Et précisément, je vais vous parler de la terre. De la terre sûrement qui n’avait rien de symbolique, mais bien terre à terre, salissante, entre l’argile, le sable et le plomb qui la composent, j’ai créé le monde qui serait mien. C’est arrogant de ma part de jouer ce côté démiurgique de créer avec de la terre. Mais le fait est que j’ai tout de suite mis mes mains dans la boue. Progressivement j’ai compris le rôle que prenait ce premier élément, et un philosophe de passage aurait vu comment « j’étais au monde », et je n’en étais pas peu fier.
Un monde au centre de la Terre, au bord des nuées, des voiles transparents et des plateaux de cuivre sur lesquels tintent les gobelets d’argent encore vides. Les ambres d’oranges et de dattes dans le massepain fourré jusqu’à l’explosion sucrée dans la bouche carmine des danseuses du ventre. Parfois un cordon ombilical bleu et sanglant tombait à terre en hurlant la détresse de la naissance, dans une bulle d’oxygène pressurisé. Les danseurs en sarouels de satin noir et brillant, avaient abandonné leur canne de golf et les paniers remplis de poissons multicolores. Ils sautaient avec le ridicule des criquets affamés sur les branches des jujubiers faméliques, et tapaient frénétiquement sur des darboukas en peau de chèvres dorées par les vents des roses des sables.
De là vient peut-être mon inaptitude à être sur la terre réelle. Cette boue d’étain et de porphyre, ce magma sorti des colonnes des temples que les abeilles avaient gavées de leur miel, ce chaos de l’enfance folle comme la chenille qu’une épine a percée, c’est du sol du Sud, sur la carte jaunie par les pétales des cyclamens héliotropes, que je les ai extraits. Je peux la localiser maintenant, mais à l’époque de mes grands travaux de concurrent créateur, c’était une véritable utopie, c’était nulle part, et en un lieu, en même temps. Les lézards, avant leur mue, avaient ce large sourire de l’homme qui rit dont on ne peut recoudre les lèvres. Certains avaient badigeonné d’une larme rouge leur crâne hérissé de minuscules émeraudes.
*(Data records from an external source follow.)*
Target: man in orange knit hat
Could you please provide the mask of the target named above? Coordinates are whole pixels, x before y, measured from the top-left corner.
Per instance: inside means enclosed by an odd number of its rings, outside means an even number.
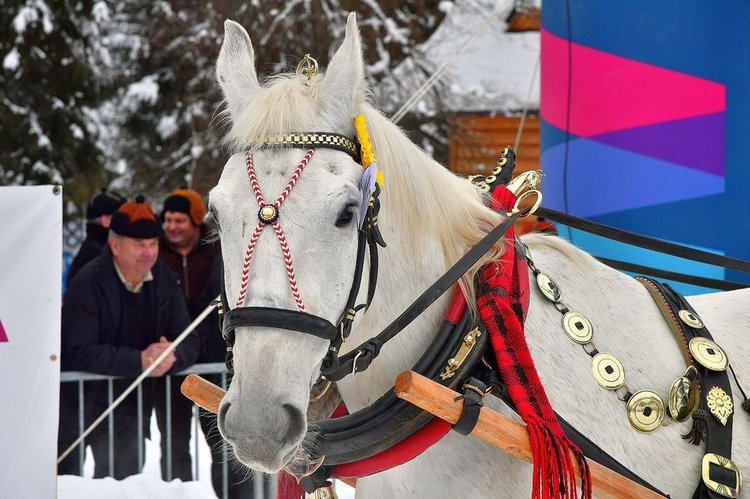
[[[63,300],[63,366],[126,378],[113,382],[115,398],[190,324],[175,275],[157,261],[160,233],[143,196],[120,206],[112,216],[107,246],[79,271]],[[191,334],[151,375],[189,367],[199,350],[200,339]],[[107,424],[99,425],[87,439],[96,461],[94,477],[121,479],[141,472],[138,447],[144,440],[138,438],[139,418],[142,435],[148,436],[154,381],[143,381],[140,415],[136,392],[114,411],[113,442]],[[90,388],[86,389],[87,425],[109,404],[106,382],[92,382]],[[114,463],[109,460],[110,444]]]

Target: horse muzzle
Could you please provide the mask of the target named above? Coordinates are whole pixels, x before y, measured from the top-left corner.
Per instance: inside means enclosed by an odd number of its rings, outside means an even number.
[[[265,473],[277,473],[292,461],[307,432],[305,412],[289,402],[243,404],[225,397],[217,421],[237,459]]]

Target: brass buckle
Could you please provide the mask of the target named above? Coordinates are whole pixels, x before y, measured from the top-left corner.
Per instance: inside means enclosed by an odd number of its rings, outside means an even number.
[[[710,471],[712,464],[725,468],[734,473],[734,487],[730,487],[729,485],[711,480]],[[734,462],[732,462],[731,459],[728,459],[724,456],[713,454],[711,452],[703,456],[701,476],[703,478],[703,483],[706,484],[706,487],[724,497],[738,497],[740,495],[740,492],[742,491],[742,473],[740,472],[740,469],[736,464],[734,464]]]

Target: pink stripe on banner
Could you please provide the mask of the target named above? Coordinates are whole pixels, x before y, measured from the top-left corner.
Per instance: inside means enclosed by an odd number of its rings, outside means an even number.
[[[568,42],[542,30],[542,117],[566,130]],[[571,44],[570,133],[601,133],[726,109],[726,89],[697,76]]]
[[[8,335],[5,334],[5,328],[3,327],[3,321],[0,321],[0,343],[6,343],[8,341]]]

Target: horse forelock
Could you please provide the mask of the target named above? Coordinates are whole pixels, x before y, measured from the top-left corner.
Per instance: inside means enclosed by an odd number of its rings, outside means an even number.
[[[226,111],[223,119],[229,131],[224,143],[233,151],[251,149],[264,137],[294,132],[329,132],[352,135],[352,123],[322,112],[319,102],[322,74],[310,80],[294,73],[267,78],[262,89],[234,119]],[[338,118],[338,119],[337,119]]]
[[[315,96],[320,85],[316,77],[308,84],[294,74],[275,75],[234,120],[224,113],[229,131],[224,143],[234,151],[251,149],[264,137],[309,131],[319,122]]]

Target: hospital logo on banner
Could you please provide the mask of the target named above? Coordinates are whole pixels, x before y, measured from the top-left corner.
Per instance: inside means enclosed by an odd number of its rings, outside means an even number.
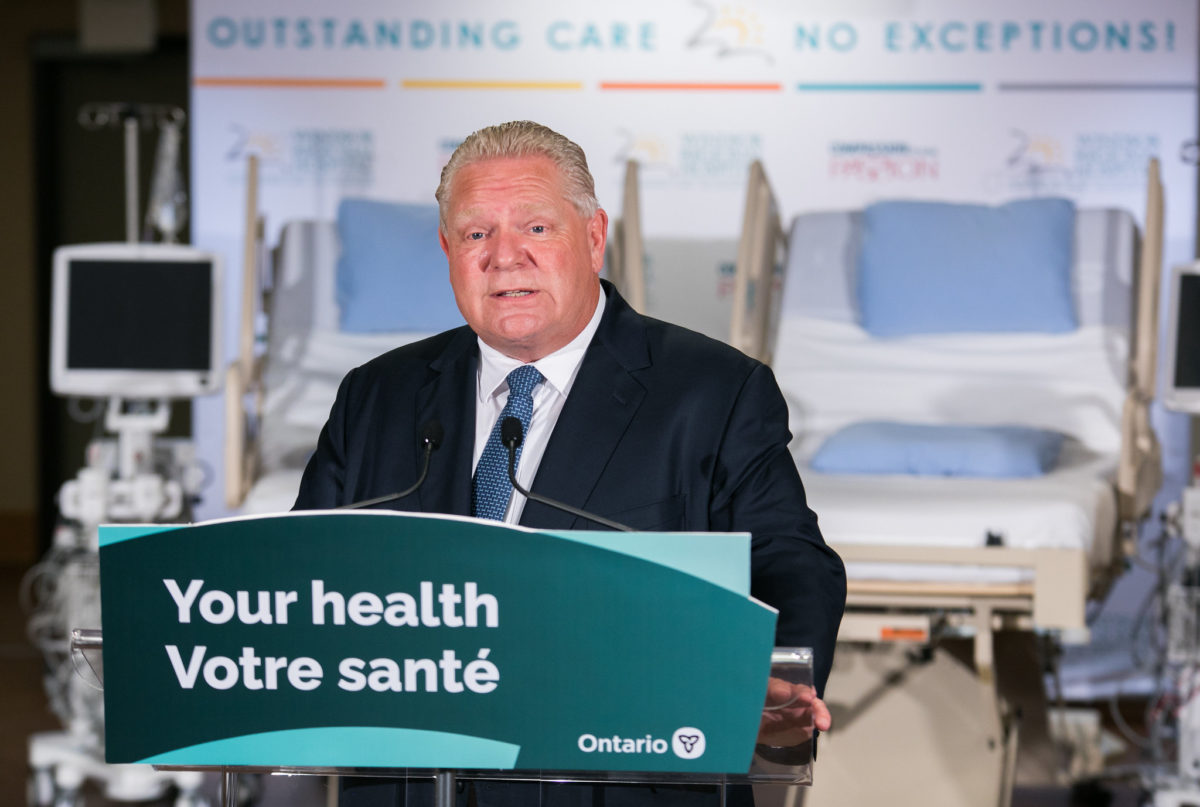
[[[835,140],[829,144],[829,178],[841,182],[936,182],[941,158],[934,146],[905,141]]]
[[[1151,132],[1090,130],[1062,136],[1014,128],[1004,167],[985,184],[1035,196],[1135,190],[1145,183],[1146,163],[1161,152],[1161,138]]]
[[[659,188],[690,188],[696,185],[741,186],[746,166],[760,159],[763,134],[759,131],[646,132],[621,129],[621,145],[613,160],[618,164],[637,160],[641,181]]]
[[[687,47],[709,51],[719,59],[730,56],[750,56],[774,64],[766,48],[766,25],[755,12],[743,7],[694,0],[693,6],[704,13],[704,21],[688,37]]]
[[[271,131],[234,124],[225,164],[239,172],[248,154],[259,155],[262,181],[268,185],[317,182],[362,190],[375,182],[375,135],[368,129],[304,126]]]

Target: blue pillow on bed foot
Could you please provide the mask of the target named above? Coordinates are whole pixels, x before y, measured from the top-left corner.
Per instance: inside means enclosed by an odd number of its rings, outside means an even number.
[[[838,474],[1033,477],[1058,463],[1063,439],[1029,426],[863,421],[830,435],[810,465]]]

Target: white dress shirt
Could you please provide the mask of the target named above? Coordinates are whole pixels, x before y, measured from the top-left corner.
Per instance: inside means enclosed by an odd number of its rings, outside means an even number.
[[[550,434],[558,423],[563,404],[579,375],[579,366],[583,364],[583,354],[591,344],[596,329],[600,327],[600,317],[604,314],[604,291],[600,291],[600,299],[596,301],[596,311],[588,324],[579,335],[564,347],[549,356],[533,362],[545,381],[533,390],[533,417],[529,421],[529,431],[521,444],[521,460],[517,464],[517,481],[526,490],[533,483],[542,454],[546,452],[546,444],[550,442]],[[478,400],[475,402],[475,459],[471,463],[471,474],[474,477],[475,466],[483,454],[488,437],[496,425],[504,404],[508,402],[508,374],[520,367],[524,362],[505,356],[500,351],[479,340],[479,373],[475,385]],[[525,510],[525,497],[513,491],[508,500],[508,511],[504,514],[506,524],[516,524],[521,520]]]

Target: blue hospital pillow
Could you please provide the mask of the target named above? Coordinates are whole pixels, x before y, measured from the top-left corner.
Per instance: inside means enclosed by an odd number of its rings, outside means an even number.
[[[343,331],[436,332],[463,323],[438,243],[437,205],[343,199],[337,230]]]
[[[862,327],[877,337],[1073,331],[1074,243],[1068,199],[873,204],[858,256]]]
[[[1063,439],[1028,426],[863,421],[826,438],[810,465],[836,474],[1041,476],[1058,462]]]

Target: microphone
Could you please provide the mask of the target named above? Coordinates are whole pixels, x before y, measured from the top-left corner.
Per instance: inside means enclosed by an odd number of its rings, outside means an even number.
[[[618,530],[620,532],[634,532],[633,527],[626,527],[624,524],[618,524],[615,521],[609,521],[607,518],[593,515],[586,510],[580,510],[577,507],[572,507],[569,504],[555,501],[537,493],[525,490],[521,487],[521,483],[517,481],[517,448],[525,440],[525,429],[521,426],[521,421],[509,415],[500,424],[500,442],[508,449],[508,481],[512,482],[513,488],[524,496],[526,499],[534,502],[553,507],[556,510],[562,510],[564,513],[570,513],[579,518],[585,518],[588,521],[594,521],[597,524],[603,524],[610,530]]]
[[[517,425],[521,425],[520,421],[517,422]],[[421,445],[425,448],[425,459],[421,464],[421,475],[417,477],[417,481],[413,483],[412,487],[406,488],[399,493],[389,493],[386,496],[377,496],[374,499],[365,499],[361,502],[343,504],[335,509],[357,510],[363,507],[374,507],[377,504],[394,502],[397,499],[403,499],[405,496],[411,496],[412,494],[416,493],[417,488],[421,487],[421,485],[425,483],[425,477],[429,475],[429,458],[432,457],[433,452],[437,451],[442,445],[442,438],[445,436],[446,430],[442,428],[442,422],[440,420],[430,420],[421,427]]]

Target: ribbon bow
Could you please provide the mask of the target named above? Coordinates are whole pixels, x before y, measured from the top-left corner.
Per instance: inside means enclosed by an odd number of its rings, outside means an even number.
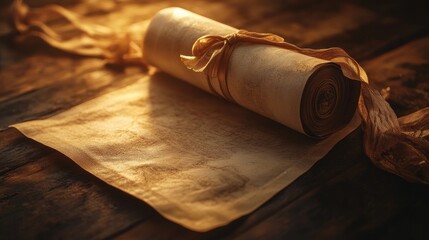
[[[239,30],[226,36],[206,35],[197,39],[192,46],[193,56],[180,55],[180,58],[187,68],[195,72],[206,73],[208,85],[213,93],[234,102],[226,78],[229,58],[234,48],[243,44],[276,45],[283,42],[282,37],[274,34],[245,30]],[[217,79],[222,94],[215,90],[212,79]]]
[[[270,33],[256,33],[239,30],[226,36],[206,35],[195,41],[192,46],[193,56],[180,55],[182,62],[195,72],[203,72],[227,48],[237,43],[277,44],[284,42],[282,37]]]

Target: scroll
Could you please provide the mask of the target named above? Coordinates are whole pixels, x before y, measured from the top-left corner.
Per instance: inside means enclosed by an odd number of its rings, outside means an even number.
[[[339,48],[302,49],[179,8],[156,14],[139,48],[123,37],[131,34],[96,33],[65,9],[49,8],[92,39],[67,42],[16,2],[23,35],[121,64],[144,59],[259,114],[157,72],[48,119],[13,125],[178,224],[208,231],[254,211],[361,121],[365,152],[377,166],[429,182],[429,108],[398,120]]]
[[[360,83],[347,79],[330,61],[257,42],[231,52],[225,63],[228,70],[221,73],[227,76],[189,71],[182,63],[188,59],[179,56],[192,55],[198,38],[237,31],[181,8],[168,8],[149,25],[144,58],[172,76],[312,137],[326,137],[350,121]]]

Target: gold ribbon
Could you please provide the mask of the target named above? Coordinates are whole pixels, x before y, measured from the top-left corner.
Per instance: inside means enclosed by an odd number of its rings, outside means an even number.
[[[265,44],[338,64],[344,76],[361,82],[358,110],[363,120],[364,150],[381,169],[412,182],[429,184],[429,107],[397,118],[380,93],[369,85],[363,68],[341,48],[309,49],[287,43],[270,33],[239,30],[226,36],[206,35],[192,46],[192,56],[181,55],[185,66],[208,76],[211,90],[234,101],[227,74],[233,50],[243,44]],[[221,93],[212,79],[219,81]]]

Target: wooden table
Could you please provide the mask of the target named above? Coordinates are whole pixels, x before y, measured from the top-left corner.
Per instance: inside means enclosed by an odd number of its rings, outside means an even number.
[[[41,6],[51,1],[32,1]],[[97,3],[103,3],[99,5]],[[299,46],[344,48],[362,63],[398,115],[429,106],[428,17],[403,1],[68,1],[110,26],[181,6]],[[354,131],[290,186],[248,216],[196,233],[112,188],[10,124],[42,119],[136,81],[146,73],[16,42],[0,4],[0,239],[428,239],[429,187],[372,165]]]

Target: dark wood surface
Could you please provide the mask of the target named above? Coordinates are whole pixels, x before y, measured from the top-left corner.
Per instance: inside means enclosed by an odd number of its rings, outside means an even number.
[[[248,216],[207,233],[169,222],[62,154],[7,128],[52,116],[146,74],[138,67],[109,68],[101,59],[65,54],[34,39],[16,41],[5,22],[9,2],[0,3],[0,239],[428,239],[429,187],[373,166],[363,154],[359,129]],[[106,2],[61,4],[112,26],[181,6],[300,46],[342,47],[362,63],[398,115],[429,106],[424,3]]]

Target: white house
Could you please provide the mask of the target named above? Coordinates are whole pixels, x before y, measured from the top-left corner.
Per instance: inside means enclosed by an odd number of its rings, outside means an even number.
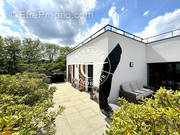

Ils surveillaient le mouvement qui venait à la surface du ventre immonde du nouveau monde.
Quelle fierté d’être cet homme créateur de cette œuvre divine. Je les voyais, ces Révélés, dans leur coin immense et infini, cherchant à trouver ce sentiment humain de la joie. Ils ne trouvaient que la colère, tant les hommes, par-delà les millénaires n’avaient fait que les décevoir. Ils pouvaient lâcher éclairs et trombes d’eau, malédictions et malheurs, ma Terre était à l’abri du Monde.
Enfance pétale, enfance parfum, enfance fruit, mais jamais racine. Elles dansent les libellules et leurs effets de lumière transparente et bleutée, leur vol stationnaire au fil de l’eau si claire que les œufs des saumons se couvrent de leur ombre déchirée. La mousse des gesticulations des vierges de la rivière vient se rabattre sur le désordre des bords envahis de joncs et d’iris aquaphiles.
Tout, absolument tout, est de mon âge. Tout grandira comme moi. Le lierre agrippé au tronc comme le bébé macaque à la ptose mammaire de sa mère. La petite truite aux lucioles fixées à ses écailles lissées qui éclairent sa fuite. L’arbuste sorti de l’humus par une brigade de lombrics et de bousiers, tous casqués et portant heaumes et boucliers de coques de noix. L’églantine, étonnée d’être si fragile et si belle au milieu des premiers glaïeuls dont la feuille vigoureuse protège une colonie de coccinelles en apprentissage.